O processo visa pacificar, em cada caso concreto, os conflitos de interesses entre as partes litigantes, sendo óbvio que de um a lado está o autor e do outro o réu, porém, muitas vezes, este fato é esquecido pelo julgador.

As últimas inovações processuais trazidas pelas mini-reformas do CPC valorizaram mecanismos de proteção aos direitos dos autores e de certa forma esqueceram o direito de defesa dos réus.

O direito de defesa no nosso ordenamento jurídico não nasceu com a Constituição de 1.998, mas a partir desta foi sobremaneira valorizado.

Prescreve o art. 5º da CF/88, nos seus incisos LIV e LV:

"Art. 5º Todos são iguais perante a lei, sem distinção de qualquer natureza, garantindo-se aos brasileiros e aos estrangeiros residentes no País a inviolabilidade do direito à vida, à liberdade, à igualdade, à segurança e à propriedade, nos termos seguintes:

"LIV - ninguém será privado da liberdade ou de seus bens sem o devido processo legal;"

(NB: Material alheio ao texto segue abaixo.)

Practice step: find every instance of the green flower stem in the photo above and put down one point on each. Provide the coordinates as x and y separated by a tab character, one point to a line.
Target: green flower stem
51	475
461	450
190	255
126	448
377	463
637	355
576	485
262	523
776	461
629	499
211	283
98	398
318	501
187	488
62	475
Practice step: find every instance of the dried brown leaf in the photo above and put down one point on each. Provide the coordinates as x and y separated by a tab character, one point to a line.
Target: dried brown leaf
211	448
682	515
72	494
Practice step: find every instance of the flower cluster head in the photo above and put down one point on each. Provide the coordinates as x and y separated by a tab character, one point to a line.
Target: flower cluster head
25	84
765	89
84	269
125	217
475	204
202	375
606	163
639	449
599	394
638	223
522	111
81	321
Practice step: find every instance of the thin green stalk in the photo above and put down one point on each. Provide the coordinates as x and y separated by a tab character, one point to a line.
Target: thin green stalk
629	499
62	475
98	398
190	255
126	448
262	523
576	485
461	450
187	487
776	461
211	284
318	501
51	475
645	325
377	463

"LV - aos litigantes, em processo judicial ou administrativo, e aos acusados em geral são assegurados o contraditório e ampla defesa, com os meios e recursos a ela inerentes;

Geralmente o autor alega que o tempo e a demora processuais podem causar prejuízos ao seu direito, porém, por outro ponto, não pode ser relegado a plano inferior o direito de defesa do réu. Deve o julgador procurar equilibrar as armas processuais das partes, impondo a aplicação material do princípio constitucional da igualdade.

Tão ou mais perigoso quanto o perigo na demora é o perigo na pressa em decidir.

Não são raras as concessões de tutelas de urgência sem ouvir a parte contrária que logo são derrubadas pelos tribunais, deixando grandes rastros de prejuízos irreparáveis para os réus.

Creio que, não deve o julgador conceder toda e qualquer tutela de urgência sem ouvir a parte contrária.

Em cada caso concreto deve o julgador estudar a possibilidade de mitigação do art. 5º, incisos, LIV e LV da CF.

Entendo que, o julgador deve obrigatoriamente garantir, como regra, o contraditório e a ampla defesa ao réu e fixar prazos que possibilitem a manifestação especifica deste sobre a tutela de urgência.

Numa ação sob o rito ordinário, por exemplo, pode o julgador verificando a possibilidade de garantia do contraditório e da ampla defesa deixar para apreciar o pedido de tutela de urgência após o prazo da contestação, ou, por exemplo, após 72 (setenta e duas) horas da intimação do réu para falar sobre a antecipação, restando, neste último caso, assegurada a posterior apresentação de contestação, no prazo legal.

Considero que as garantias do contraditório e da ampla defesa são deveres anexos à concessão de qualquer tutela de urgência, portanto, a regra deve ser a ouvida do réu antes da concessão da antecipação, salvo casos excepcionais devidamente justificados.

Assim, ressalvadas situações devidamente justificadas e comprovadas, ao juiz só é permitido deferir medida cautelar, "sem ouvir o réu, quando verificar que este, sendo citado, poderá torná-la ineficaz" (CPC, art. 804), portanto, por analogia e com base nos princípios do contraditório, ampla defesa, devido processo legal, proporcionalidade e razoabilidade esta regra se aplica também ao mandado de segurança (Lei 1.533/51, art. 7º, II), às antecipações das tutelas (CPC, art. 273 e 461; CDC art. 84, etc..), à ação civil pública (Lei 7.347/85, art. 12) e as demais tutelas de urgência inscritas no CPC e na legislação extravagante. Ante o exposto, em regra, deve o julgador, por segurança jurídica, apreciar a tutela de urgência requerida, somente depois de ouvir a parte adversa.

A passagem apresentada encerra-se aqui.